Wednesday, August 25, 2010

RPS: CCP And The Wrath Of The Playerbase

Over at Rock Paper Shotgun (RPS) there is a great article CCP And The Wrath Of The Playerbase. RPS interviews CCP Zulu, the Senior Producer for EVE Online. It is a fascinating read. It clearly indicates that CCP Zulu is one of those clever marketing types with a silver tongue. I particularly like the following exchange...

RPS: Why can’t you commit any resources to the “core issues” raised for eighteen months?

Gylfason: This misunderstanding of 18 months comes up a lot and I’d like to correct it. We have for the past few years been very focused on adding new features to EVE Online. We added Factional Warfare, Wormhole exploration, Loyalty Points stores, Planetary Interaction and tech 3 ships to name a few. During this era of expanding the gameplay we shifted our focus somewhat away from iterating and refactoring on older game systems and features. What we’ve been doing for the past few months is move that focus back. Over the next months we will be increasing our focus on iteration up to the point where, 18 months or so from now, we are only doing work on existing gameplay.–both in terms of polish and general refactoring for scalability purposes. The EVE Development team counts around 140 people (closer to 200 when you count in developers contributing to deliver Incarna and our core technology group) now and the choice between iteration and new feature development isn’t a binary one, it’s more of a gradient scale and we’ve already started moving the needle on that towards iteration.


In other words this misunderstanding about 18 months is silly, blah blah new features blah blah farmville in space blah blah, and in 18 to 36 months we will be working on the core issues.

Great, I feel better already. :)

Now if you actually want to feel better go and read the exceptional devblog fixing lag: module lag - why not all bugfixes are a good idea. I will summarize it for you. The CSM described what has happening while under lag conditions. The developers managed to reproduce it. The developers quantified that it was a big issue. The developers identified the lines of code that were the problem. Although the bug is hard to solve the developers are working like mad to fix it, and not just give it a patch, but fixing the underlying cause of the bug.

There, now I do feel much better now.

Note to CCP: we are not idiots, don't give us marketingspeak from those MBA type ... give us details from the geek programmers instead.

3 comments:

  1. No, reread what he said. He's saying that, in 18 months, they will focus *exclusively* on existing gameplay. That does not mean they don't even look at it for 18 months, but that during this time they balance between the two.

    Now, I would like to understand how they'll strike that balance, and make sure it's reasonable rather than something extreme like "5% of our resources go toward iterating on existing stuff!", but what he's saying is that they'll do BOTH for the next year and a half.

    ReplyDelete
  2. Casiella... you may learn to better read marketing-speak for tech companies.
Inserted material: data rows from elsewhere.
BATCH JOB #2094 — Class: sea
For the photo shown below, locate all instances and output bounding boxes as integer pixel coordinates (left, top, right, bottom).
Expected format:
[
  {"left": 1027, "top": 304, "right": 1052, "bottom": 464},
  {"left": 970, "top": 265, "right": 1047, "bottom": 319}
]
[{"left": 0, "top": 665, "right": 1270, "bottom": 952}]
Right now they are dedicated to new features. They are changing their 'focus' so that in 18 months or so (emphasize on the or so) they will be doing work on existing gameplay (read existing as what exists once they add new features not necessarily what exists now). I know that the way he says it implies that really really soon they are going to start but what he actually uses phrases like 'focus' and 'up to the point' and 'or so'.
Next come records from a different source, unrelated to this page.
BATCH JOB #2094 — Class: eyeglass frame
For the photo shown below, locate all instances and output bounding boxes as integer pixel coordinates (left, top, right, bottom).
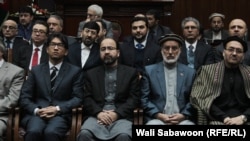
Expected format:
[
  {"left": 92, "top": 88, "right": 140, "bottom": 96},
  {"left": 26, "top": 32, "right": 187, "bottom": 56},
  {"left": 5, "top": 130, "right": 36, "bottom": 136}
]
[
  {"left": 225, "top": 47, "right": 244, "bottom": 54},
  {"left": 49, "top": 42, "right": 65, "bottom": 48},
  {"left": 100, "top": 46, "right": 117, "bottom": 52}
]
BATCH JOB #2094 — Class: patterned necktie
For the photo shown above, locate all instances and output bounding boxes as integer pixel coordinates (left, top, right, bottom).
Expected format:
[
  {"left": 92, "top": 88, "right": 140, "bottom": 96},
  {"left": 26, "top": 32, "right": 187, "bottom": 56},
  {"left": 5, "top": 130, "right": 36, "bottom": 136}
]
[
  {"left": 50, "top": 66, "right": 57, "bottom": 89},
  {"left": 32, "top": 48, "right": 40, "bottom": 67},
  {"left": 136, "top": 43, "right": 144, "bottom": 49}
]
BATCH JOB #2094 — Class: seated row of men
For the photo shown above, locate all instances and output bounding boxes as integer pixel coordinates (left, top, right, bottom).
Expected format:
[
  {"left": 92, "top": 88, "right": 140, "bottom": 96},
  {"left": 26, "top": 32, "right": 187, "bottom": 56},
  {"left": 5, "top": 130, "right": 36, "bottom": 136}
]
[
  {"left": 0, "top": 6, "right": 250, "bottom": 141},
  {"left": 0, "top": 31, "right": 250, "bottom": 141}
]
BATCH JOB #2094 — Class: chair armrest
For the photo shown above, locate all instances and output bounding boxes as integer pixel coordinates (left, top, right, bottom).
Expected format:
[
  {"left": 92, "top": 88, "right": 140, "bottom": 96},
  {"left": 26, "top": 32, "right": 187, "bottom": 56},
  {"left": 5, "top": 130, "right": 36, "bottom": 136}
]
[
  {"left": 6, "top": 107, "right": 15, "bottom": 141},
  {"left": 67, "top": 108, "right": 77, "bottom": 141},
  {"left": 134, "top": 108, "right": 143, "bottom": 125},
  {"left": 196, "top": 108, "right": 208, "bottom": 125},
  {"left": 76, "top": 106, "right": 83, "bottom": 137},
  {"left": 13, "top": 107, "right": 21, "bottom": 141}
]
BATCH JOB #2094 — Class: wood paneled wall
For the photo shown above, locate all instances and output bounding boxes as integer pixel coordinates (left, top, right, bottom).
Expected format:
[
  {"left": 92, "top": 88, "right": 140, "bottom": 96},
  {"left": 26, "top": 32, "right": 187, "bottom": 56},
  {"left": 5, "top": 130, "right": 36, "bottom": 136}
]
[{"left": 7, "top": 0, "right": 250, "bottom": 40}]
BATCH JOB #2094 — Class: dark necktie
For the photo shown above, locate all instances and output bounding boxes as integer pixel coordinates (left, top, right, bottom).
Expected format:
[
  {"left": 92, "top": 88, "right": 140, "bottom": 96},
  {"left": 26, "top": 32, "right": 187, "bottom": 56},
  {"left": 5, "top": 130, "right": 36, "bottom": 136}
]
[
  {"left": 32, "top": 48, "right": 40, "bottom": 67},
  {"left": 6, "top": 39, "right": 12, "bottom": 62},
  {"left": 136, "top": 43, "right": 144, "bottom": 49},
  {"left": 50, "top": 66, "right": 57, "bottom": 89}
]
    'Up to the point' means <= 100% which includes 1%.

    '18 months Or so' means sometime >= 18 months which includes 10000 years.

    'Focus' means talk about it but not necessarily do it yet.

    For example when Oracle bought Java they were going to focus on improving the Java technology in an open way .... which means they went and sued Google when Google tried to extend the Java technology.

    ReplyDelete
  3. I've been working in tech for decades (currently managing enterprise-wide incident response / forensics for a large financial services firm) and I'm quite familiar with reading marketspeak. :) And I've been around long enough to remember when Sun (as in Microsystems) was a three-letter acronym (SUN) and when the Internet meant ARCHIE and Gopher.

    We absolutely should critically examine what they say, and we should hold their feet to the fire when they do and say dumb things. That doesn't mean, though, that we should interpret everything CCP ever puts out there in the most negative light possible. And when you look at what he says in total (including the comments about a "gradient scale"), you'll see the point I'm making re: the 18 months.